Well I’ve had a very, very long day today so I didn’t have time to do full justice to the post I was planning on doing… Instead I hope to wet your taste buds with C.S. Lewis’ answer to a question I’ve been asked a thousand times: “Can’t I be a good person without being a Christian?”
The answer comes from his God in the Dock: Essays on Theology and Ethics. In this essay, Lewis wants to reject the question altogether for the one who asks it does so not because he wants to know about ethics but because of his attitude about religion. Someone who asks this seems to think that being good or being ethical is the end or meaning of life. Lewis, however, points out that 1) being good 24/7 is impossible and 2) even if it were, morality is not the purpose of life.
Here’s a quote:
All right, Christianity will do you good—a great deal more good than you ever wanted or expected.
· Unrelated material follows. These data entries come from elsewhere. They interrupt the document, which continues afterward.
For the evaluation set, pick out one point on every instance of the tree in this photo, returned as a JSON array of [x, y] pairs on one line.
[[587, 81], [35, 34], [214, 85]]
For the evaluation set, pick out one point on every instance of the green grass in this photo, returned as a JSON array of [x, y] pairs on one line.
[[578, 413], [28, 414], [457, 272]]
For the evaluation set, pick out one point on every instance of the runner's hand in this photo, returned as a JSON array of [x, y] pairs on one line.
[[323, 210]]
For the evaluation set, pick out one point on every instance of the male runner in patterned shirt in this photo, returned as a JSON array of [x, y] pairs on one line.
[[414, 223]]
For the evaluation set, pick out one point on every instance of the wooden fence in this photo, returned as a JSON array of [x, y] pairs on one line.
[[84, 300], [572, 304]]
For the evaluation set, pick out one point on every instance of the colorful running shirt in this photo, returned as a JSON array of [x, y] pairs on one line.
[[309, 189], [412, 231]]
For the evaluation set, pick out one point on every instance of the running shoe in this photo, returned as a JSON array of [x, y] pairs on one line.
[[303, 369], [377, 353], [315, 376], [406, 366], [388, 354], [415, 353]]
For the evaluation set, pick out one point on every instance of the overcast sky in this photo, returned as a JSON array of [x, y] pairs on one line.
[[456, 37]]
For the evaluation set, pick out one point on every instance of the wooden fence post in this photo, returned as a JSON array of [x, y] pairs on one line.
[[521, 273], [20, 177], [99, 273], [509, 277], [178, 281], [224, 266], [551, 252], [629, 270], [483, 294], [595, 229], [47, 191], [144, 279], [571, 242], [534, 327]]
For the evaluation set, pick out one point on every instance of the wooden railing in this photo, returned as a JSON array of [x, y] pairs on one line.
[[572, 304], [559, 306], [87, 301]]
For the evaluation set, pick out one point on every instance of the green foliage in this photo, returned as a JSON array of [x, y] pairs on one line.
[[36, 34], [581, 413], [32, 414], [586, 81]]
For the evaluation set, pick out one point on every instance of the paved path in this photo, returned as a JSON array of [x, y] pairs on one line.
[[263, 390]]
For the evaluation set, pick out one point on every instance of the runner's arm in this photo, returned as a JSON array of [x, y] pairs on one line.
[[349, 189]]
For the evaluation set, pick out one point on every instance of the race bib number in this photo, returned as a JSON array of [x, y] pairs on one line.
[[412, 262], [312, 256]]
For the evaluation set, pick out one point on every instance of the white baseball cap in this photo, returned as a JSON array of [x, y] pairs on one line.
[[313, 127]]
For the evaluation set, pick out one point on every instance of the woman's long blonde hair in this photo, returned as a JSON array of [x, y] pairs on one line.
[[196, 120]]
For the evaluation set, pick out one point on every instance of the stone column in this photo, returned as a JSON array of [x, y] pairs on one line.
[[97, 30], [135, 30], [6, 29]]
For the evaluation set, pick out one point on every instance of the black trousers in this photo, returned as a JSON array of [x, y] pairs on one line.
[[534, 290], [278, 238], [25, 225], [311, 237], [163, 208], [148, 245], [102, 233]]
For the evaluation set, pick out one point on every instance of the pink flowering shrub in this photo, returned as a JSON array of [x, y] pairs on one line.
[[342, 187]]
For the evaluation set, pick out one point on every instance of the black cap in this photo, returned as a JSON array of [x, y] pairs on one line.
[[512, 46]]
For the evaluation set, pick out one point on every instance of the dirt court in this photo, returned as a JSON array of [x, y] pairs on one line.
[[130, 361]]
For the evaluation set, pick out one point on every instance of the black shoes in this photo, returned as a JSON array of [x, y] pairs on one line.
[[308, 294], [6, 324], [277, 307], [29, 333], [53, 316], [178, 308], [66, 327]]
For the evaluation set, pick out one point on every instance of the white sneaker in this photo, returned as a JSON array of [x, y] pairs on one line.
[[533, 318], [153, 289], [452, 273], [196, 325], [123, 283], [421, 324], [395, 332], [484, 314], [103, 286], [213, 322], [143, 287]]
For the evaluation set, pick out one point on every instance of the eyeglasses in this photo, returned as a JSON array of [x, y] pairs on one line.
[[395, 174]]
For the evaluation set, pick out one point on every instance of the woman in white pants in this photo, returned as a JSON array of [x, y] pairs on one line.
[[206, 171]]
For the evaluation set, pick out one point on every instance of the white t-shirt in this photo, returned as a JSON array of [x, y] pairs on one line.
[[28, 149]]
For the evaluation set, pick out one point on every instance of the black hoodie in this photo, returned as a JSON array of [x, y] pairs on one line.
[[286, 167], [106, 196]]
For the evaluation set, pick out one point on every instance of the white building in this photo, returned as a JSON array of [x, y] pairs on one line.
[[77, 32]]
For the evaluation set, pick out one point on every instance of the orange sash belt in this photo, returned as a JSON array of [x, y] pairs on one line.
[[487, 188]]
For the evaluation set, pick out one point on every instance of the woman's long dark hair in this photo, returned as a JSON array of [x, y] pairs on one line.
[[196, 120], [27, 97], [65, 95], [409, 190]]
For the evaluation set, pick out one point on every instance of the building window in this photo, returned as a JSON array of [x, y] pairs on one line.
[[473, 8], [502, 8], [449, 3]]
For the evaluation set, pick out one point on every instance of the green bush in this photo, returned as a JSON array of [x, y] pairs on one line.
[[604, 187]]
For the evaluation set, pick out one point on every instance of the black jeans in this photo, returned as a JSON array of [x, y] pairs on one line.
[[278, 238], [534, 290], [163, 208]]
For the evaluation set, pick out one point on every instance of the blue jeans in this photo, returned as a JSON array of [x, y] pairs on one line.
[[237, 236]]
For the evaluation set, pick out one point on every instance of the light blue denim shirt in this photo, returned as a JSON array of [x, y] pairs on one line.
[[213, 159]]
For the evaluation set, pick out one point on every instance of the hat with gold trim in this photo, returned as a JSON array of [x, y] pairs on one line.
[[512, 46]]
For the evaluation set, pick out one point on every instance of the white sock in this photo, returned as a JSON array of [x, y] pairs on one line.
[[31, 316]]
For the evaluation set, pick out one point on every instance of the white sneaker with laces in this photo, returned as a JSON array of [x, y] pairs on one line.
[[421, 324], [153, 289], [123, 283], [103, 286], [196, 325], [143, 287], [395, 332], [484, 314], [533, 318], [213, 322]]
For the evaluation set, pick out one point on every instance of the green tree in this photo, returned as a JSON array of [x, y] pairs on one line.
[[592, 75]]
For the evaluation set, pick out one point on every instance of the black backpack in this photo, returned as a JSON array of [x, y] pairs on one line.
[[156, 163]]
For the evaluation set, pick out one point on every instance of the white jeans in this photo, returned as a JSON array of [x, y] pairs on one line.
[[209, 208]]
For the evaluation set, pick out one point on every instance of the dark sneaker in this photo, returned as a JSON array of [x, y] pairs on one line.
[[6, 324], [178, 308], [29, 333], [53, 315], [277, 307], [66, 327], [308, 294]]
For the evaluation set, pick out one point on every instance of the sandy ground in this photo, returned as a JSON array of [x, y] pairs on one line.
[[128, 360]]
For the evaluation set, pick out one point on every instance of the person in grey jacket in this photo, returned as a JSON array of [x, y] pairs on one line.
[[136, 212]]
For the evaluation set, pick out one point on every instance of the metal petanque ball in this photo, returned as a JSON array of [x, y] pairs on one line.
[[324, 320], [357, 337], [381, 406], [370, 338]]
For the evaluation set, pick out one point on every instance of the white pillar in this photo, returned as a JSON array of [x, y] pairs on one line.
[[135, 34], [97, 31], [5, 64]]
And the first bit of good it will do you is to hammer into your head (you won’t enjoy that!) the fact that what you have hitherto called “good”—all that about “leading a decent life” and “being kind”—isn’t quite the magnificent and all-important affair you supposed. It will teach you that in fact you can’t be “good” (not for twenty-four hours) on your own moral efforts. And then it will teach you that even if you were, you still wouldn’t have achieved the purpose for which you were created. Mere morality is not the end of life. You were made for something quite different from that. J. S. Mill and Confucius (Socrates was much nearer the reality) simply didn’t know what life is about. The people who keep on asking if they can’t lead a decent life without Christ, don’t know what life is about; if they did they would know that “a decent life” is mere machinery compared with the thing we men are really made for. Morality is indispensable: but the Divine Life, which gives itself to us and which calls us to be gods, intends for us something in which morality will be swallowed up. We are to be re-made. All the rabbit in us is to disappear—the worried, conscientious, ethical rabbit as well as the cowardly and sensual rabbit. We shall bleed and squeal as the handfuls of fur come out; and then, surprisingly, we shall find underneath it all a thing we have never yet imagined: a real Man, an ageless god, a son of God, strong, radiant, wise, beautiful, and drenched in joy.
“When that which is perfect is come, then that which is in part shall be done away” (1 Corinthians 8:10). The idea of reaching “a good life” without Christ is based on a double error. Firstly, we cannot do it; and secondly, in setting up “a good life” as our final goal, we have missed the very point of our existence. Morality is a mountain which we cannot climb by our own efforts; and if we could we should only perish in the ice and unbreathable air of the summit, lacking those wings with which the rest of the journey has to be accomplished. For it is from there that the real ascent begins. The ropes and axes are “done away” and the rest is a matter of flying.